Сегодня в добрый майский день, когда буйство зелени там, где ей положено расти веселит уставшие за зиму и пасмурную весну человеческие души, произошло довольно знаменательное событие. Хозяин стройки — Залупенко Михаил Афанасьевич, кулак-мироед по определению и безжалостный вампир по своей сути объявил об окончании работы и предстоящем денежном расчете со всеми кто дотерпел выматывающий все жизненные силы строительный марафон и добрался до финишной черты.
Окончательный расчет для оставшейся группы семижильных строителей будет производиться завтра. Выдаваться будут все заработанные деньги за исключением штрафов вычетов за спецодежду инструменты. За проживание, конечно, не забудут содрать три-четыре шкуры. В общем, за комфорт придется кое-что заплатить. Комфорт стоит того.
«Если кто в последний момент передумает приходить за деньгами, я на него обиду держать не буду» — шутил известный балагур и весельчак Залупенко.
Однако, к его деланному удивлению люди таких шуток не понимали и на задорное перемигивание с автором репризы не переходили.
* * *
Вот наконец-то и настал этот долгожданный день сходный по силе эмоциональных потрясений с тем, когда в пустыне измученные дурни, решившие экстримом испытать себя, доползают до долгожданного родника со свежей и чистой водой. Если принять во внимание, что до этого, из своих фляжек они пили тухлятину налитую неизвестно из какого источника кроме всего прочего отдающую по вкусу и запаху, чем-то сродни протухшим яйцам, то можно понять их ощущения.
Хотя и эта поэтическая метафора: вода, яйца, тухлятина страдает не достаточной полнотой верного и правильного понимания чувств Алексея Гусарова — гордого славянского мужчины.
Если бы он, серьезно занимался альпинизмом свои чувства с тем, что ему сообщил его добрый приятель Степан Андреевич Рюриков по прозвищу — Механик, он мог бы сравнить с покорением семитысячника.

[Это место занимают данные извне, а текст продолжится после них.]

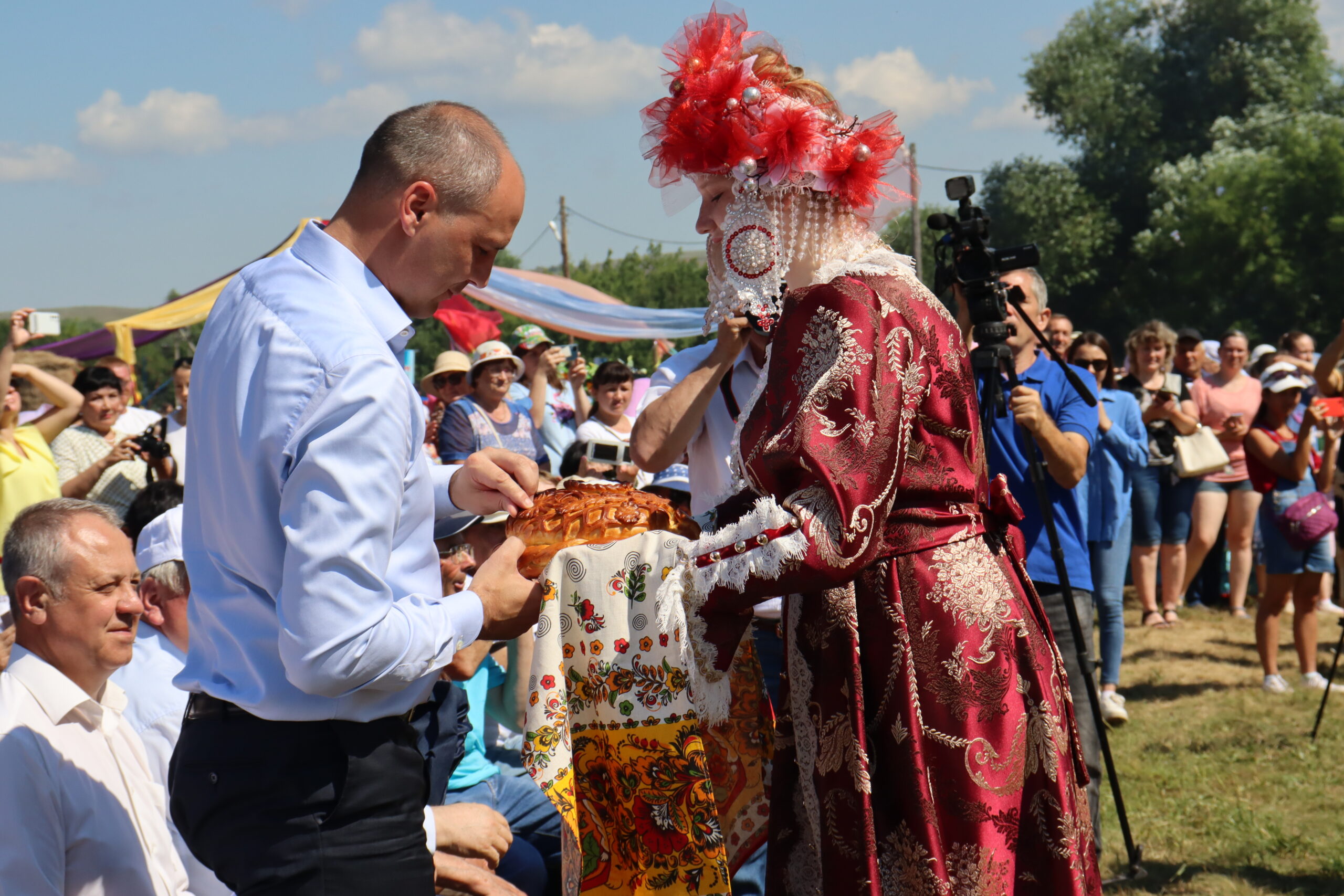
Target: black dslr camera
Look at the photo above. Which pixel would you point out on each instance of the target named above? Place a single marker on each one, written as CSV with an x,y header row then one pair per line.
x,y
152,442
965,260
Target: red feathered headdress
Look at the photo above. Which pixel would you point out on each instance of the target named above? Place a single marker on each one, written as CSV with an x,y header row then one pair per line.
x,y
722,119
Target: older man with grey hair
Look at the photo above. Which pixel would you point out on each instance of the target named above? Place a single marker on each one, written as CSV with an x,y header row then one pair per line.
x,y
84,815
318,617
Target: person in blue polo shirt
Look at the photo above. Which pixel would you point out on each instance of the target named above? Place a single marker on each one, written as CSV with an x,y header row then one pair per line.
x,y
1065,426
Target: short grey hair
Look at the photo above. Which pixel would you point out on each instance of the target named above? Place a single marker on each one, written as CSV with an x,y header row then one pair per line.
x,y
450,145
37,539
1038,287
171,575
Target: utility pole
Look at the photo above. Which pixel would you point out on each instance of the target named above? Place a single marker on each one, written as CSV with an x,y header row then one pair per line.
x,y
916,233
565,239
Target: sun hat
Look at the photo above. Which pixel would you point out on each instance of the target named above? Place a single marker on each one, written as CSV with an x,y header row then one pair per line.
x,y
160,541
1281,376
494,351
445,363
529,336
674,477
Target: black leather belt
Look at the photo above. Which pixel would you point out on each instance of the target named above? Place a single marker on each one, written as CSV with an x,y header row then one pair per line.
x,y
202,705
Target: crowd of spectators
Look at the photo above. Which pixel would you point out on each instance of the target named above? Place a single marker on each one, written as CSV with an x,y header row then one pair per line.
x,y
73,475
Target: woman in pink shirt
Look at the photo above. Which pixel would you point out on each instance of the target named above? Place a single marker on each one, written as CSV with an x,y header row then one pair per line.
x,y
1227,402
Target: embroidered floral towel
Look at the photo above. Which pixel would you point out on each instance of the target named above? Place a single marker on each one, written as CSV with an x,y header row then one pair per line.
x,y
613,736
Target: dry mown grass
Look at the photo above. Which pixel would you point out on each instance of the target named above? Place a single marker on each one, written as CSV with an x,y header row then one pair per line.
x,y
1225,789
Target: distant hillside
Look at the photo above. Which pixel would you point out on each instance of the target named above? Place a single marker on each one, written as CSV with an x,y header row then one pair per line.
x,y
100,313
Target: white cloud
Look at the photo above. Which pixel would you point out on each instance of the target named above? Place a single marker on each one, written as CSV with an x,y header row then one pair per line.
x,y
897,80
166,120
174,121
548,66
1012,116
1331,13
41,162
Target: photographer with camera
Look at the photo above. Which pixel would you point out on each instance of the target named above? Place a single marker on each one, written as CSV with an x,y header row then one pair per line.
x,y
97,462
1055,416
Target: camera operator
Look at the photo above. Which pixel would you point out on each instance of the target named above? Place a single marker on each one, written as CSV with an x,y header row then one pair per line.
x,y
1064,425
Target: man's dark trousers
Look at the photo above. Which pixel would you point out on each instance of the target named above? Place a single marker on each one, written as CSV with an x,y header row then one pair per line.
x,y
303,808
1053,598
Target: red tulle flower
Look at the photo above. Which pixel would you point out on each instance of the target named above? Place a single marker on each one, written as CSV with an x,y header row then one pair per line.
x,y
855,176
792,132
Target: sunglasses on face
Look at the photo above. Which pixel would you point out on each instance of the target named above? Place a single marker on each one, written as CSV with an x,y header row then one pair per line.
x,y
448,379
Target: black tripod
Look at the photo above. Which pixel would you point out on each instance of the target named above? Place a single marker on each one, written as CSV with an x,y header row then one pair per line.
x,y
991,358
1330,680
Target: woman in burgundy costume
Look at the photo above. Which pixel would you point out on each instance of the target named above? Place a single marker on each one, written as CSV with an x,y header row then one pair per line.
x,y
927,741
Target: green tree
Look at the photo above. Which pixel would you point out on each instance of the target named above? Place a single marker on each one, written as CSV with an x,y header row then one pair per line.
x,y
1252,233
1035,202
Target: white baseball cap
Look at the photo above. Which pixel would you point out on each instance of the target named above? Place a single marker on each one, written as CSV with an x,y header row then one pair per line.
x,y
1280,376
160,541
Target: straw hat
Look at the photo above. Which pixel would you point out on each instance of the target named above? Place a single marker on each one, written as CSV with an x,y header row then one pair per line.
x,y
494,351
445,363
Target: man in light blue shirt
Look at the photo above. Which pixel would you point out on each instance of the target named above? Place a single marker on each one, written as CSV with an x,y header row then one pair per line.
x,y
318,616
154,707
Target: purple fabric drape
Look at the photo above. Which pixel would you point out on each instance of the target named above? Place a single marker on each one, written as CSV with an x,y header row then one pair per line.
x,y
99,343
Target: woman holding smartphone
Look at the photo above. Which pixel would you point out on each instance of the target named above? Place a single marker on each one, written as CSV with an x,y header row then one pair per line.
x,y
1227,402
1162,500
1285,469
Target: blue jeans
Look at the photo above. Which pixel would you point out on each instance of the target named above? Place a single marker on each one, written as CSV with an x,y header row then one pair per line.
x,y
1109,561
531,817
1160,507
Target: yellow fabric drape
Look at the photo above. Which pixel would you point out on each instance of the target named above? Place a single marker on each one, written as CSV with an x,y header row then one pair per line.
x,y
185,311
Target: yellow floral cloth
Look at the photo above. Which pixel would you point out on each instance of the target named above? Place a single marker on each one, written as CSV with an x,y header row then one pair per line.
x,y
613,738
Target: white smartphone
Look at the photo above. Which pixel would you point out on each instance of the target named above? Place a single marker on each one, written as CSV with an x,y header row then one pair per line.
x,y
45,323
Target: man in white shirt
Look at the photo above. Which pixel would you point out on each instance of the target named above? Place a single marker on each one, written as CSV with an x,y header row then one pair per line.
x,y
82,812
318,616
692,407
154,705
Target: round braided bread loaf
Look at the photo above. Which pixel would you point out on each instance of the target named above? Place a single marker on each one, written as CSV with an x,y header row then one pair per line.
x,y
591,513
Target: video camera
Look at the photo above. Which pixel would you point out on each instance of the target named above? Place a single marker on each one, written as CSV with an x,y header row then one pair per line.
x,y
965,258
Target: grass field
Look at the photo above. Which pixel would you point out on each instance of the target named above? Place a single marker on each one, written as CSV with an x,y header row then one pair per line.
x,y
1225,789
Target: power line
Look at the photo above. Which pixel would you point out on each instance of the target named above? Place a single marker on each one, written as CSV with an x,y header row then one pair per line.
x,y
675,242
546,227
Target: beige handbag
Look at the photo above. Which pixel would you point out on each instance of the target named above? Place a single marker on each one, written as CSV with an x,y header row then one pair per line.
x,y
1199,453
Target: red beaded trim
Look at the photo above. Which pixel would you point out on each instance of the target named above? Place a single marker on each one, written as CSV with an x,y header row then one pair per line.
x,y
747,544
728,251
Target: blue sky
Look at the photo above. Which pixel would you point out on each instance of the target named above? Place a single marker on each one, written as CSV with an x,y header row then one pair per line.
x,y
148,145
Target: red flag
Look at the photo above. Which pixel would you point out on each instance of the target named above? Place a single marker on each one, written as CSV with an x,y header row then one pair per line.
x,y
467,324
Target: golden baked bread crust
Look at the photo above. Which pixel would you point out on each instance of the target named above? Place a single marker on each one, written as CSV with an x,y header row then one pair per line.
x,y
591,513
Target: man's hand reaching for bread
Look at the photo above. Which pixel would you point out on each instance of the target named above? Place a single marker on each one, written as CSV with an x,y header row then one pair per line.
x,y
511,604
494,480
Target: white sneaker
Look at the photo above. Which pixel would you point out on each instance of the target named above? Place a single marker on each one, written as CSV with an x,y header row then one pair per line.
x,y
1113,708
1276,684
1316,681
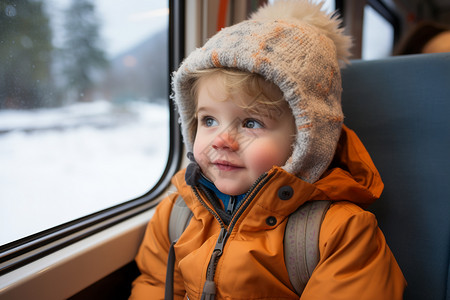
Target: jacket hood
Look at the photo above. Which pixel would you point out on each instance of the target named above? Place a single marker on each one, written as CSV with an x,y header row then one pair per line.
x,y
352,176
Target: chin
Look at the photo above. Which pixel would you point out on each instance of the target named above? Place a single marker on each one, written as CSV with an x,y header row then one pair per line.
x,y
230,190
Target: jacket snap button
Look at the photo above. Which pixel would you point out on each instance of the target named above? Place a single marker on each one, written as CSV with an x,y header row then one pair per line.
x,y
271,221
285,192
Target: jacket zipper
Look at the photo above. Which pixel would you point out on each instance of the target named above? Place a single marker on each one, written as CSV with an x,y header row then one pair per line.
x,y
209,289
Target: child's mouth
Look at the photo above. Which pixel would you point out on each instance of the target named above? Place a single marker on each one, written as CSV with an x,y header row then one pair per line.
x,y
223,165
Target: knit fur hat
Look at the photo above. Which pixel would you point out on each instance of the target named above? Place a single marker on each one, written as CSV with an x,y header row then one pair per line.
x,y
299,48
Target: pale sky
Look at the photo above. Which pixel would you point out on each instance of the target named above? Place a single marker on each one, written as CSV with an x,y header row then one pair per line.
x,y
125,22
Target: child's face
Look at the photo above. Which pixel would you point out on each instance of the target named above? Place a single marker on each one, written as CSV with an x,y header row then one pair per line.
x,y
235,145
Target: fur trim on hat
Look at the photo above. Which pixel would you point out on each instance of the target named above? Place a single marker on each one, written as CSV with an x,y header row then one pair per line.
x,y
296,46
312,14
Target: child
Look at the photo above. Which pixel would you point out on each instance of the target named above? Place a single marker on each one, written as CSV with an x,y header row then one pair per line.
x,y
260,109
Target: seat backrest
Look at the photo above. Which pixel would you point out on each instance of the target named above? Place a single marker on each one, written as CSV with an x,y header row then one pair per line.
x,y
400,108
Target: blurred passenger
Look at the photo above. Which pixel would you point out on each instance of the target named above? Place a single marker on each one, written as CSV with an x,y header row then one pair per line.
x,y
425,37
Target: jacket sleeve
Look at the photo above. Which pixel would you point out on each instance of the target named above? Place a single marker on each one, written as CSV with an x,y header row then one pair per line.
x,y
152,256
356,262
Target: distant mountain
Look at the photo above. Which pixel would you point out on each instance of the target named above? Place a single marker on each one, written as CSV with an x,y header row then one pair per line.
x,y
140,73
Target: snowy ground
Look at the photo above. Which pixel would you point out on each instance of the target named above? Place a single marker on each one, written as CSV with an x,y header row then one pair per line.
x,y
57,165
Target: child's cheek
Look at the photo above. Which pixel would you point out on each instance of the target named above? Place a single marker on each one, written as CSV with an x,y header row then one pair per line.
x,y
264,157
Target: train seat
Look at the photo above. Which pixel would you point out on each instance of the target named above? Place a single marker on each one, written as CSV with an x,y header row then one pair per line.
x,y
400,108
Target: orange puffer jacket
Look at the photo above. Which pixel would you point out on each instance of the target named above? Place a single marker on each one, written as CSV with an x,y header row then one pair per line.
x,y
355,261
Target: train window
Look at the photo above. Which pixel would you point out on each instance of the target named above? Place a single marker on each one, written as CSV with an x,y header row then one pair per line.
x,y
84,113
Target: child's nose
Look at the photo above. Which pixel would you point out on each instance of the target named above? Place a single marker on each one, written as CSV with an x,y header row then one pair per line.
x,y
227,141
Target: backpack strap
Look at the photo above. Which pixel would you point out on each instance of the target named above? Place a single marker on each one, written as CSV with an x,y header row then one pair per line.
x,y
179,219
301,242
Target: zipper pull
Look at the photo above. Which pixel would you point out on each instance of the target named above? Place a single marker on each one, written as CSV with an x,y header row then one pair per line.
x,y
221,241
231,205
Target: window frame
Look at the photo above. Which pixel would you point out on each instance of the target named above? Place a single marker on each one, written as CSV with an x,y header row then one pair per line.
x,y
24,251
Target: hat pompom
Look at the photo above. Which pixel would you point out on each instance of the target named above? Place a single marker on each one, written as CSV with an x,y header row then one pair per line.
x,y
310,13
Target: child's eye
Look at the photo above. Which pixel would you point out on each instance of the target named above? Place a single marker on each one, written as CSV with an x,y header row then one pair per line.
x,y
251,123
209,121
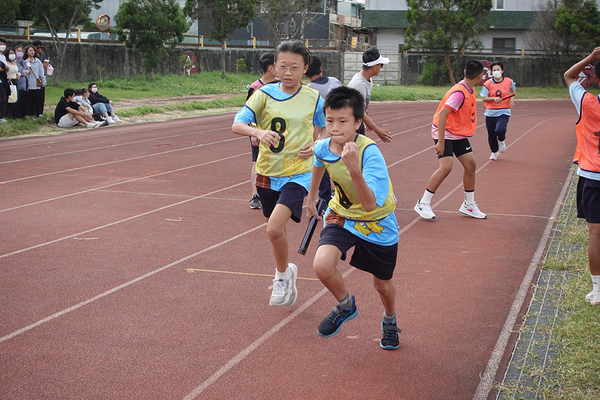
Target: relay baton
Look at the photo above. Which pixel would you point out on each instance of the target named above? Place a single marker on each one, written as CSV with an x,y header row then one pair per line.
x,y
310,229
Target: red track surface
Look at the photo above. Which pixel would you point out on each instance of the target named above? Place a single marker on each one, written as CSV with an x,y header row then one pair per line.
x,y
131,266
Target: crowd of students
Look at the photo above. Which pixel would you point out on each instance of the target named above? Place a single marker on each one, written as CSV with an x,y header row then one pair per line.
x,y
24,70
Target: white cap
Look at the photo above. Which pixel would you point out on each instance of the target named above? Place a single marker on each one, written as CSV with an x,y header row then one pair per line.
x,y
380,60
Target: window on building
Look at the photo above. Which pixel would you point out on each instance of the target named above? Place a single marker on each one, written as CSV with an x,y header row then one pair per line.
x,y
504,45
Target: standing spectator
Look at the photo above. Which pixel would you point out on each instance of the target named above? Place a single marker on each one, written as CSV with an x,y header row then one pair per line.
x,y
12,73
361,81
3,81
102,105
41,55
35,105
22,87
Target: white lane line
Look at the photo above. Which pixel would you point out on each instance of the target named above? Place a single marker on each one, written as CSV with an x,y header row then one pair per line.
x,y
487,380
123,182
117,161
126,284
120,221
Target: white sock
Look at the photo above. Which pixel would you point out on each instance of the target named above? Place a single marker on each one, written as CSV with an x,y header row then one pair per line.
x,y
427,196
282,275
469,197
596,283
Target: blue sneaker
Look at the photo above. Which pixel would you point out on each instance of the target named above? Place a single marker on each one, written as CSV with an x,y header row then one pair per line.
x,y
333,322
389,340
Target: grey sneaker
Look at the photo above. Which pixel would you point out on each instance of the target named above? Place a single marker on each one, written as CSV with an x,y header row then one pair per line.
x,y
255,202
284,290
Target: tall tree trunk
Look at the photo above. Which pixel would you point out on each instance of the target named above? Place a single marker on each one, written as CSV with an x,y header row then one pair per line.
x,y
448,62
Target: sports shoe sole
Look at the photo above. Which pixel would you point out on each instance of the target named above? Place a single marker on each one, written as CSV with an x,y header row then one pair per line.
x,y
349,317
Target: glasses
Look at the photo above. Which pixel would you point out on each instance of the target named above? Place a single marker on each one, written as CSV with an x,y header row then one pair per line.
x,y
294,68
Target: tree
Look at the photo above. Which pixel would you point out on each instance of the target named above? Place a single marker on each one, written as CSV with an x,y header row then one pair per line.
x,y
563,33
450,26
289,18
59,15
147,25
9,11
226,16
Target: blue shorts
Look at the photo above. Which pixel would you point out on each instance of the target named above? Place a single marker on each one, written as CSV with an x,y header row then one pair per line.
x,y
588,200
375,259
456,147
292,196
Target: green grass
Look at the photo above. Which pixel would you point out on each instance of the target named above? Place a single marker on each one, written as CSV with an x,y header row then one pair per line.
x,y
576,337
210,83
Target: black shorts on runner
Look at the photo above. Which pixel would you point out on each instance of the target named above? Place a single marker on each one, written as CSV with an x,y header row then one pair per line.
x,y
588,200
375,259
457,147
292,196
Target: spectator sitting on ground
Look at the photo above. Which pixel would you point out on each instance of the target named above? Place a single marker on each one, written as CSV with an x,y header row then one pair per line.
x,y
68,113
102,105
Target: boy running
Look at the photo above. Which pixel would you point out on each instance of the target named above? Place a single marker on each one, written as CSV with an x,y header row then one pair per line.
x,y
587,156
289,118
456,118
360,215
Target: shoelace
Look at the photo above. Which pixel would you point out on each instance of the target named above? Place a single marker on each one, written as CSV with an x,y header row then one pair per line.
x,y
278,286
389,331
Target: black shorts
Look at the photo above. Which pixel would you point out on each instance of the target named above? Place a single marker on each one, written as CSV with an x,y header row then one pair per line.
x,y
588,200
292,196
254,151
457,147
375,259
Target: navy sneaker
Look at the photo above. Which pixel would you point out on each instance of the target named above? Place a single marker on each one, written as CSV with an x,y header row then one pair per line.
x,y
333,322
389,341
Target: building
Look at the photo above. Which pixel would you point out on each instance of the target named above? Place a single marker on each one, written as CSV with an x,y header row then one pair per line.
x,y
510,19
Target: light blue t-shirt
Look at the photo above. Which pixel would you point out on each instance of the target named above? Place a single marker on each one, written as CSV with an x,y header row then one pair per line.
x,y
376,176
246,115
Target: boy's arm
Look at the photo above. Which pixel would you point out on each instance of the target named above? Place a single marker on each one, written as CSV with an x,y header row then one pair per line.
x,y
364,192
313,192
573,73
440,146
270,138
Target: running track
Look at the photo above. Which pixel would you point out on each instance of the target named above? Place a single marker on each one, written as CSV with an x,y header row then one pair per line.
x,y
131,267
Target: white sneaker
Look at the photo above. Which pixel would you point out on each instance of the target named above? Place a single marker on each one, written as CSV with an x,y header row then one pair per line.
x,y
471,210
501,147
424,210
284,290
594,298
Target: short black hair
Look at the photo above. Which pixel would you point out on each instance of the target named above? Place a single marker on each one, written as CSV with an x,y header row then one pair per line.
x,y
473,68
296,47
498,63
342,97
266,60
314,68
371,54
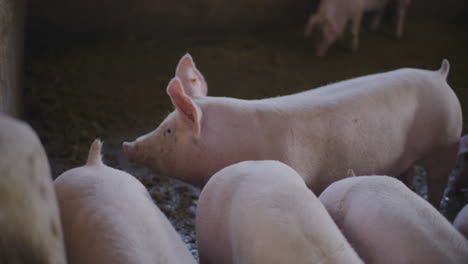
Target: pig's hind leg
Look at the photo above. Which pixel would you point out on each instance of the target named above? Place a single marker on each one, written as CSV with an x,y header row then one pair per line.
x,y
438,164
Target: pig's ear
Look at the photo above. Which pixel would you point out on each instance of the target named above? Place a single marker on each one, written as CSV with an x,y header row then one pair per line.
x,y
191,77
184,104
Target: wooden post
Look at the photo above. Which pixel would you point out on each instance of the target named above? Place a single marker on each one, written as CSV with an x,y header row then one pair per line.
x,y
11,54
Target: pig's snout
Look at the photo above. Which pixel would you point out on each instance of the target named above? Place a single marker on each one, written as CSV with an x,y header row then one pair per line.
x,y
130,150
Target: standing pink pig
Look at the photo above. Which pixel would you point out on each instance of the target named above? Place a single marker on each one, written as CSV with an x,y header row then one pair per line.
x,y
377,124
109,217
333,16
388,223
262,212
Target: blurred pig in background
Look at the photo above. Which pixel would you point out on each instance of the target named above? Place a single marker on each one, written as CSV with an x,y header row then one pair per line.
x,y
333,16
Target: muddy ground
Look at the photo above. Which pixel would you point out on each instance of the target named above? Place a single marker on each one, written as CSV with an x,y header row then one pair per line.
x,y
81,89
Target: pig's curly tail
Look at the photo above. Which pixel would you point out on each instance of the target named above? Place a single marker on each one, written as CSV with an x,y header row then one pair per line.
x,y
94,156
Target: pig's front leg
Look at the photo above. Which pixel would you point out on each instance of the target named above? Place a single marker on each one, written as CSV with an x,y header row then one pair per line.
x,y
461,221
355,27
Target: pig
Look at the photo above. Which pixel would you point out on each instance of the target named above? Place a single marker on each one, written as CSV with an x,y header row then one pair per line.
x,y
333,16
30,230
461,221
461,176
388,223
262,212
108,216
377,124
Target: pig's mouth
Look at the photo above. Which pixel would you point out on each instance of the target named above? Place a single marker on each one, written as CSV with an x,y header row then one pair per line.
x,y
135,155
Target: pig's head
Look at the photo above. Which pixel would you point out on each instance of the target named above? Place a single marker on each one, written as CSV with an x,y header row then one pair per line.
x,y
173,148
192,80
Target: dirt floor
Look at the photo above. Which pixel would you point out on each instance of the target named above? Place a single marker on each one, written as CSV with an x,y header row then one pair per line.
x,y
114,90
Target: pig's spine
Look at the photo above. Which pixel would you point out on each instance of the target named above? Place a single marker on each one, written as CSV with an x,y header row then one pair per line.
x,y
444,68
94,156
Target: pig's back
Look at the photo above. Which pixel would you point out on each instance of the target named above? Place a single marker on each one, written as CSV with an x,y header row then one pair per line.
x,y
376,124
109,217
388,223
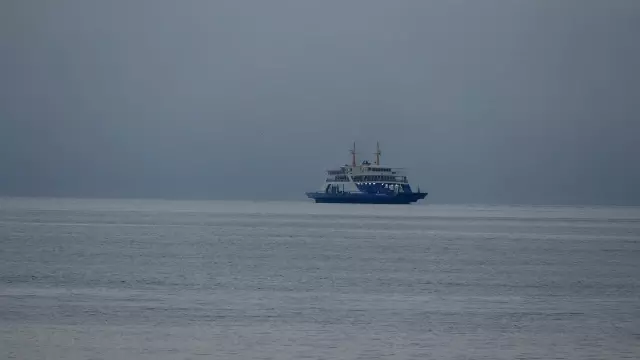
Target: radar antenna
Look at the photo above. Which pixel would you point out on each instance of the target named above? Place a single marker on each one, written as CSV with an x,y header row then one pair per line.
x,y
353,155
378,153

И не только с ощущением победы над вершиной, в мороз и ветер, да еще по северному, самому трудному маршруту, но и главное — удачным спуском с нее. И уже глядя снизу, задирая голову до ломоты в шейных позвонках, удивлять себя и других расспросами и вопросами:
«Я там был? Нет, вы мне ответьте… Все-таки… Я там был или мне это приснилось?»
* * *
На следующее утро, чтобы в пустую не растрачивать эмоциональный заряд и постараться сохранить его на тот момент, когда в его душе зазвучит торжественный марш, который херувимы сыграют на своих трубах. Алексей собирался, как можно дольше поспать и просто поваляться на кровати. К сожалению, не получилось. На кровать к нему подсел Механик. Был он какой-то растерянный и встревоженный.
— Как-то мне, Лешенька, не спокойно на душе и вообще не хорошо…
Непонятно почему заговорил он, оглаживая рукой одеяло под которым спал Гусаров.
— Знаешь… Прости, пожалуйста… Мне неловко тебя просить об этом, но…
Алексей не до конца проснулся. Потянулся до хруста во всех частях тела и сел на кровати, свесив с нее ноги.
— Что случилось? — он потер затылок и встряхнул головой.
— Сегодня мы все получаем деньги… Я хотел бы… После их получения всю сумму передать тебе… У тебя получиться их сохранить…
По-прежнему, не понимая о чем речь, еще раз потряс головой. Он с удивлением и не пониманием смотрел на человека, который за довольно непродолжительное время стал для него настоящим другом советчиком и наставником.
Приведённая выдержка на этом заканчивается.